Aisha membuka mata, menatap sekeliling dengan pandangan yang lebih jernih. Para santri yang tengah lekat-lekat menatapnya dan Alika tampak lega dengan ketegangan yang masih tersisa.
Ustazah Lina memerintahkan semuanya kembali ke asrama lebih awal. Aisha, dengan tubuh yang masih agak lemah, berjalan ke kamar dipapah Dinda. Kejadian sebelumnya terulang kembali di kepala.
Kenapa dia merasuki kami? Apa dia mau menakutiku? Atau, ada alasan lain? Aisha bertanya-tanya.
Dia bisa merasakan aura roh di kamarnya, rasa dingin kembali menusuk sekujur tubuh. Meski selama ini sudah terbiasa, melihat wajah mereka yang mengerikan dan terdistorsi masih menggelisahkan hati Aisha.
***
Alunan suara Aisha memukau setiap peserta ekskul nasyid yang hadir sore ini, termasuk Ustazah Ira sang pembimbing. Vibrasinya terdengar begitu halus dan merdu, mengalir seperti air yang tenang, mengisi ruangan dengan kedamaian dan kehangatan.
Ada kejernihan dalam tiap nada yang Aisha pelajari secara otodidak dari kaset-kaset nasyid lama koleksi ayahnya, seolah-olah setiap kata dan melodi yang keluar tidak hanya didengar telinga, tetapi juga dirasakan oleh hati.
Ketika menyanyikan bait-bait tentang cinta dan kerinduan kepada Sang Pencipta, terasa kegetiran yang tulus. Saat beralih ke bagian yang lebih riang, suaranya berubah menjadi ceria dan penuh semangat. Terdapat pula ketegasan dan kekuatan ketika menyenandungkan lagu yang mengajak pada kebaikan dan perjuangan.
Aisha menutup sesi dengan nasyid “Ya Nabi Salam Alaika”. Lantunan yang awalnya sangat lembut dan intim, kemudian secara bertahap meningkatkan kekuatan suara pada puncak bait atau lagu, menciptakan efek dramatis yang memikat hati.
Ustazah Asma’ yang terkenal tegas itu pun sempat tertegun sejenak menikmati hingga selesai, sebelum kemudian teringat akan tujuannya mendatangi kelas nasyid. “Aisha, ada tamu untukmu," ujar beliau.
Aisha terkejut.

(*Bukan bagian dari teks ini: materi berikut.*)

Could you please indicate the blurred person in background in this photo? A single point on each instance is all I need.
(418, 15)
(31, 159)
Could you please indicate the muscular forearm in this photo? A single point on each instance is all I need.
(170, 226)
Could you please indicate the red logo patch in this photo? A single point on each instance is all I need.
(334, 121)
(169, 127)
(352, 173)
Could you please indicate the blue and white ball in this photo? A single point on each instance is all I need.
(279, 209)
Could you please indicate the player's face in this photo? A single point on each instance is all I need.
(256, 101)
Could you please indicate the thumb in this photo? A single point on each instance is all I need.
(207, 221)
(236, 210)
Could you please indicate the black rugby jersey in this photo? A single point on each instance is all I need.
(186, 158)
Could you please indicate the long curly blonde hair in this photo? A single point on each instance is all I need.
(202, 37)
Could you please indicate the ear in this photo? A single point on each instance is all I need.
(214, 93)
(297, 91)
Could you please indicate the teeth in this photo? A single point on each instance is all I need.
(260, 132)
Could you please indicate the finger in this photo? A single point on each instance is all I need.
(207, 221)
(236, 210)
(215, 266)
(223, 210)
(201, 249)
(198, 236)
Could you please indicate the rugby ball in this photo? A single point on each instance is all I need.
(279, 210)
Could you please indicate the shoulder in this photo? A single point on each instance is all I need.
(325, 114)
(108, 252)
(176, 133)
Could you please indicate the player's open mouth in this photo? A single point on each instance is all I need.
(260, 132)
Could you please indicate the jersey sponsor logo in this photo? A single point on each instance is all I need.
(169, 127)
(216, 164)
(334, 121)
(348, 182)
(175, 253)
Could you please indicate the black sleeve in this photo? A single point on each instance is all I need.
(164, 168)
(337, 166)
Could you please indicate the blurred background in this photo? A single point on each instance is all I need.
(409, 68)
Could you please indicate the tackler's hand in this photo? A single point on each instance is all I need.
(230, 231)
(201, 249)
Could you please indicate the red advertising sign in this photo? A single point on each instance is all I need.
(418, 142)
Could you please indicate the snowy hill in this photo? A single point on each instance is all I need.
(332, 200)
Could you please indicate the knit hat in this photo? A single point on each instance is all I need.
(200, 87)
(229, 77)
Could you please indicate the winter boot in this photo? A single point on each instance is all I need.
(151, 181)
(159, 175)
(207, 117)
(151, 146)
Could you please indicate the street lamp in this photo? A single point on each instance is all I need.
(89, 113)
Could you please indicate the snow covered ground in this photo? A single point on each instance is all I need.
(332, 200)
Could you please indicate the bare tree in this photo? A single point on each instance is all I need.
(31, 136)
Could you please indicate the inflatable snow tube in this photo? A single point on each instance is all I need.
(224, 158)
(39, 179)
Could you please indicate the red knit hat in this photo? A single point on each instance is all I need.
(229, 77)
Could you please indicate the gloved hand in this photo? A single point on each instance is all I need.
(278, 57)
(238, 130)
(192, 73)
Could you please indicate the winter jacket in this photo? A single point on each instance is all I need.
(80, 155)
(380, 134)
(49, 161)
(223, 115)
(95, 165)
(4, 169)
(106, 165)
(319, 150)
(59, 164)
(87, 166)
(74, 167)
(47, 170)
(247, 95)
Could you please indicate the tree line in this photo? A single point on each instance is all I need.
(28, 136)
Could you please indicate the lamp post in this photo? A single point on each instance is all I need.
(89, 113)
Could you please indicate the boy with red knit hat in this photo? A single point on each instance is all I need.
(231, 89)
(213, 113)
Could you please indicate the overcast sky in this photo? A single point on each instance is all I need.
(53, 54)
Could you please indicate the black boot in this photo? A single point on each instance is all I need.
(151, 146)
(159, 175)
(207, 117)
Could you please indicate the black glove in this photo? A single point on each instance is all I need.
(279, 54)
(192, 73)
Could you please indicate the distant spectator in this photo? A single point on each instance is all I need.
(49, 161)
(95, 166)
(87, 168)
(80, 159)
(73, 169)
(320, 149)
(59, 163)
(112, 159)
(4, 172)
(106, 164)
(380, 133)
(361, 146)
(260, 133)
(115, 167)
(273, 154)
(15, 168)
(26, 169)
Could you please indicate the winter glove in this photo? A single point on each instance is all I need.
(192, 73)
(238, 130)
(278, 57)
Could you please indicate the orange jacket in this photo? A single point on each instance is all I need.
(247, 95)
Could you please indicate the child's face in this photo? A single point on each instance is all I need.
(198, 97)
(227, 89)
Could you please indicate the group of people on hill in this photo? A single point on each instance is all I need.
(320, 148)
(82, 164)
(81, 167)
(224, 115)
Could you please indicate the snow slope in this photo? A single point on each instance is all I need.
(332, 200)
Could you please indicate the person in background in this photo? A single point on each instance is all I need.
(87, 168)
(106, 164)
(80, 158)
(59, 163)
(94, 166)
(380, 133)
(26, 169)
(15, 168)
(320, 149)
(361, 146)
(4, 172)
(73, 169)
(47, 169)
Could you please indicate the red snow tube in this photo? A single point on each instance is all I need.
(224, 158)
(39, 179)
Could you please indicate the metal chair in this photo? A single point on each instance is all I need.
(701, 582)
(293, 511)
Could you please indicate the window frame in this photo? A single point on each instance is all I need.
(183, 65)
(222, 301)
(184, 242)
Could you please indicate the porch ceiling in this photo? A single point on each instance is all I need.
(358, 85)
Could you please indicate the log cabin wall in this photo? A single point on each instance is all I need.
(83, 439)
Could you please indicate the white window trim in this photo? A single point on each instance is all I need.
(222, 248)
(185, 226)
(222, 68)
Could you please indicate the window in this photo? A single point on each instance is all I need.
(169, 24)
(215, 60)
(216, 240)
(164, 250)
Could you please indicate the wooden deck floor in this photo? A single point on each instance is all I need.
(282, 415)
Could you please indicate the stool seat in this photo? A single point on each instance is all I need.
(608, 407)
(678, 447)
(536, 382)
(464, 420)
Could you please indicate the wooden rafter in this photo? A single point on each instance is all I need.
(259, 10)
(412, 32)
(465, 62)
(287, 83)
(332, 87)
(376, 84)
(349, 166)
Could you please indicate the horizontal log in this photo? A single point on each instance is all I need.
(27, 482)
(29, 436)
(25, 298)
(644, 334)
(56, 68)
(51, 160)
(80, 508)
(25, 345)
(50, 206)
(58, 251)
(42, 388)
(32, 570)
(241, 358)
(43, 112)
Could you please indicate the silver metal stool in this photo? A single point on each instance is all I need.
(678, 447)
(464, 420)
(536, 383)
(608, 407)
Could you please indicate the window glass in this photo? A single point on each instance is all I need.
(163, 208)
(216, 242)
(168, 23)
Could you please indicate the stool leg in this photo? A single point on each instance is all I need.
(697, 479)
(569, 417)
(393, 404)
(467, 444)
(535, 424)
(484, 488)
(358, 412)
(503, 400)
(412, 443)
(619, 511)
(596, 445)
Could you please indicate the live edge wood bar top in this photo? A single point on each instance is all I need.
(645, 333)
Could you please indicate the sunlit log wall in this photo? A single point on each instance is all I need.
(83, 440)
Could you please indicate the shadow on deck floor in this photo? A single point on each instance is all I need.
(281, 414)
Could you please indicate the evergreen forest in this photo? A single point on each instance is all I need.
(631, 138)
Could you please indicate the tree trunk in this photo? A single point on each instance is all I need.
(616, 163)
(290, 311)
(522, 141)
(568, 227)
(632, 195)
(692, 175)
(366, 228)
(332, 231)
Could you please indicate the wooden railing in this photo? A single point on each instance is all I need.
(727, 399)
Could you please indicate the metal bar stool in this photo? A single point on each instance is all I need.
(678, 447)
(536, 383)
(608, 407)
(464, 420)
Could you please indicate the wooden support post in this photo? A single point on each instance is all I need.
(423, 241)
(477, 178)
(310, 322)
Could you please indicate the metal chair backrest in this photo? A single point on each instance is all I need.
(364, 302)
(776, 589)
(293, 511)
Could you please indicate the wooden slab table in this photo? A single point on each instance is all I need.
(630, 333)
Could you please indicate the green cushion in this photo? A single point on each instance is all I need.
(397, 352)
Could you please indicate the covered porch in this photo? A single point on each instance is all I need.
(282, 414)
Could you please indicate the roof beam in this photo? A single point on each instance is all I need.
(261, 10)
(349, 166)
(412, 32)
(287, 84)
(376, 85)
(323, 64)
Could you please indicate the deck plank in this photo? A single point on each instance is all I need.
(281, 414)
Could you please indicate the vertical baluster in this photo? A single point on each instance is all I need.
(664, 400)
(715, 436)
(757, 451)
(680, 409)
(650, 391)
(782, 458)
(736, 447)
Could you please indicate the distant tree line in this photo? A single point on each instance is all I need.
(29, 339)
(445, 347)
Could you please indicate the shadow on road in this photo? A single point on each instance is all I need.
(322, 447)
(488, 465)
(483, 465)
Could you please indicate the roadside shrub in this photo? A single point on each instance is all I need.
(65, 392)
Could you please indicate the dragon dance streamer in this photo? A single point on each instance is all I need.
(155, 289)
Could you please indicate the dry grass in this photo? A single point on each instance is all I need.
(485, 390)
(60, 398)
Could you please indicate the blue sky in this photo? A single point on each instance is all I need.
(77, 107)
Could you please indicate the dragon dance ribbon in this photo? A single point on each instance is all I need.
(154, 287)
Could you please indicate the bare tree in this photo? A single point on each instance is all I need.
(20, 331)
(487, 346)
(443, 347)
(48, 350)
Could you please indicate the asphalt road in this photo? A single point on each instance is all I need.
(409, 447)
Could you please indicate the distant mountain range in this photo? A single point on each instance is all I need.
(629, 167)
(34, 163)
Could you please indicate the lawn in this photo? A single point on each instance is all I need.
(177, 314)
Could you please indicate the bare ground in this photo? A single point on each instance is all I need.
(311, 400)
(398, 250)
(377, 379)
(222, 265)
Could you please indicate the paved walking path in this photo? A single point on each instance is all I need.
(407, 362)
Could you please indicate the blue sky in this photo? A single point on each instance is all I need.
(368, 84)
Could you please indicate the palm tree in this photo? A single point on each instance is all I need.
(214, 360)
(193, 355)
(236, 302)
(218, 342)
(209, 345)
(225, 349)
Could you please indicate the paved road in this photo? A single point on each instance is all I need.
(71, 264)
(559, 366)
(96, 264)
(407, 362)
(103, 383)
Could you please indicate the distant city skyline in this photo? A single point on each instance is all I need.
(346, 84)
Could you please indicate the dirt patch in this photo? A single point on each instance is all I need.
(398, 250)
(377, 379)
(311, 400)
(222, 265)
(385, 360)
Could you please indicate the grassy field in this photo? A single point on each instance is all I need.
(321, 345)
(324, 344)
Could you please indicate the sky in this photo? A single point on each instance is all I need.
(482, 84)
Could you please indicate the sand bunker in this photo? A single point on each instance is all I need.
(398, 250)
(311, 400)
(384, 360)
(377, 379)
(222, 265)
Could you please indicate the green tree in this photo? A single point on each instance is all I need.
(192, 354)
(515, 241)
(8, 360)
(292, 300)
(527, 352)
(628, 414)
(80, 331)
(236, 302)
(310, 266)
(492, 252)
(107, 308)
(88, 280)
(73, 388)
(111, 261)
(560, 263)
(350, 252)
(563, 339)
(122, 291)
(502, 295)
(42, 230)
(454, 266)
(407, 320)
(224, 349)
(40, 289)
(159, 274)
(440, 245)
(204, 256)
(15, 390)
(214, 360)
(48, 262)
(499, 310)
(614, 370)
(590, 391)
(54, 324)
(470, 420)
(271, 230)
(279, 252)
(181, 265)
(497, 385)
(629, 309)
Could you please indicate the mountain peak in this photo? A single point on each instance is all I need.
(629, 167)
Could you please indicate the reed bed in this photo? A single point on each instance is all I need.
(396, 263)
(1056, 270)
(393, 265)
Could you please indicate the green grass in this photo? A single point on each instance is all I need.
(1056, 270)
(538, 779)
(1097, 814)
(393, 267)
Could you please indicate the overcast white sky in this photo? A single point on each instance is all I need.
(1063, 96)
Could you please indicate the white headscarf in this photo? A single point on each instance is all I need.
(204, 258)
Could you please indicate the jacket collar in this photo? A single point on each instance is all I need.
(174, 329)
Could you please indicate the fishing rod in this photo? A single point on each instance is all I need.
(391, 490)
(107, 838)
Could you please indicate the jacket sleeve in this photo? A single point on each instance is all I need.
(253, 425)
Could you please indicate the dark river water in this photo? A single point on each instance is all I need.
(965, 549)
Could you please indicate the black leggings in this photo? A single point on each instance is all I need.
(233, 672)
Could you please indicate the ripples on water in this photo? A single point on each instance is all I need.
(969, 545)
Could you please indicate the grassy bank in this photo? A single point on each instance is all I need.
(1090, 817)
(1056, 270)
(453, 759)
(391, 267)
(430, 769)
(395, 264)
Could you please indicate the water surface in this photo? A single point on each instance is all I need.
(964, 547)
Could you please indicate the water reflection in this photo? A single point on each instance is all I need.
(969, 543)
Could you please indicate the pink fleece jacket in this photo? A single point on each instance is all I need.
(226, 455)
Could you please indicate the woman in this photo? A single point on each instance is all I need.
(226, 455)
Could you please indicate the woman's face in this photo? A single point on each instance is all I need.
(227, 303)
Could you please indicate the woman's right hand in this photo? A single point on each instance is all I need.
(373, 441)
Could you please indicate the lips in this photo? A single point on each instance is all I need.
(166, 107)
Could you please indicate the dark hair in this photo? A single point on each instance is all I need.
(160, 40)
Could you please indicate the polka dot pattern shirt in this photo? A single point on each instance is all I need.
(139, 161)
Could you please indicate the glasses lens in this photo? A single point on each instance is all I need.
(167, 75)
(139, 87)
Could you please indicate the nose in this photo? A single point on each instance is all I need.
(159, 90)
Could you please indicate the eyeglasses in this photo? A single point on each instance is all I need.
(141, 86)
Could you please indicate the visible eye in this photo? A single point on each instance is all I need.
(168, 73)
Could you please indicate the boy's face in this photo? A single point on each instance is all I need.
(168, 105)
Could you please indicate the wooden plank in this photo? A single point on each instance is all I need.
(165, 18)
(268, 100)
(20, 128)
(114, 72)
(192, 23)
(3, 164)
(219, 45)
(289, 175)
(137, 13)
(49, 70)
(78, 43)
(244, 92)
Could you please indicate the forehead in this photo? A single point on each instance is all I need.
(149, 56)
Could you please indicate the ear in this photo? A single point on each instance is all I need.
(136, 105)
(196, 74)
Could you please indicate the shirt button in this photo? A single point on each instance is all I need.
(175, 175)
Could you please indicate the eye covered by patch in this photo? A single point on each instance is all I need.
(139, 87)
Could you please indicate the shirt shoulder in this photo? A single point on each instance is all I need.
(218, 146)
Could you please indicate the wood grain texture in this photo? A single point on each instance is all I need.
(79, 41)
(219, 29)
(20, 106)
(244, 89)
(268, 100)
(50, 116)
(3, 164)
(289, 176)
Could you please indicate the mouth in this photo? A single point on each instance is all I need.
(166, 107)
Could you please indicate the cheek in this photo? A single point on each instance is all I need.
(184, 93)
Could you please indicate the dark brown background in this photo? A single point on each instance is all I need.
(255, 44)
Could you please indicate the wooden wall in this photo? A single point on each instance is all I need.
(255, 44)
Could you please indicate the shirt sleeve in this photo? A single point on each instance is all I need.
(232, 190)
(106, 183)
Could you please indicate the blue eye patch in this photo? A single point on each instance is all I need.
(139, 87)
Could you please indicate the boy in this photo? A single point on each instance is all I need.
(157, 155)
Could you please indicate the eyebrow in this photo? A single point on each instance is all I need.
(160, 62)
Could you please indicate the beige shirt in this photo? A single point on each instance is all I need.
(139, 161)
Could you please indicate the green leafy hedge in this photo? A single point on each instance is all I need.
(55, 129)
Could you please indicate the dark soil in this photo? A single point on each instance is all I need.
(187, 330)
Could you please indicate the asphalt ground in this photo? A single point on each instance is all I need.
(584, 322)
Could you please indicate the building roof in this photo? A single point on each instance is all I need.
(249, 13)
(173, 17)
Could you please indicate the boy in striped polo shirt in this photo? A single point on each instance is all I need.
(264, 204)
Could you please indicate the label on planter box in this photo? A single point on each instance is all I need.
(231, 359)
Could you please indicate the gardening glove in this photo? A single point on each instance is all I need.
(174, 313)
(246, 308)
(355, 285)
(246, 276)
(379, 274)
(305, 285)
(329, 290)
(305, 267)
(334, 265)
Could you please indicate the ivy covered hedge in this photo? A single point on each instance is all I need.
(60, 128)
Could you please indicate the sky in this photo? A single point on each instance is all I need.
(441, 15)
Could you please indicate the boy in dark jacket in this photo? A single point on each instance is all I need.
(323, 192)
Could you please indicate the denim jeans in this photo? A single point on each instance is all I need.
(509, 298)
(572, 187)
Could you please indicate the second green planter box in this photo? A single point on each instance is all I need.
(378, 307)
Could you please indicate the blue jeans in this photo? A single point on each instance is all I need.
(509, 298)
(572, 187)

Dia bertanya-tanya, siapa yang ingin menemuinya saat masih dua hari belajar di pesantren. Apa lagi, kata Ustazah Asma’, itu bukan ayahnya. Dengan rasa penasaran dan sedikit kegugupan, gadis itu berdiri dan segera merapikan penampilan sebelum berjalan mengikuti langkah ustazah menuju ruang tamu pesantren.
Bukan hanya Aisha, beberapa santri pun diam-diam mengikuti, ingin tahu siapa yang berkunjung. Saat mereka mendekati salah satu gazebo tamu, Aisha dapat melihat sosok tubuh tegap tinggi sedang bersila di sana.
Aisha kaget saat wajah lelaki itu terangkat dan tersenyum sekilas padanya. Kehebohan ekspresi para santriwati di belakang Aisha membuat lelaki itu malu dan kembali menunduk. Aisha menoleh ke Ustazah Asma’, memastikan persetujuannya. Perempuan itu hanya mengangguk dengan ekspresi datar. Matanya terus awas mengikuti gerak-gerik Aisha yang menghampiri gazebo.
Aisha mengucap salam dan duduk bersimpuh di hadapan tamunya. “Haikal, ada apa?” tanyanya, tak mampu membendung keheranan yang terus berkelebat di benak.
Haikal menyodorkan sebuah kotak besar transparan berbentuk permata. Mata Aisha berbinar melihat warna-warni bungkus cokelat di dalamnya. "Ini oleh-oleh dari Mama dan Papa. Mereka habis dari Mesir. Katanya, kamu pasti kangen sama ini," kata Haikal.
Aisha tersenyum lebar. "Masyaallah, Jazakumullahu khairan. Kok, enggak kasih langsung ke sini aja? Aku kan, juga kangen sama Om Hasan dan Tante Nida," ungkapnya.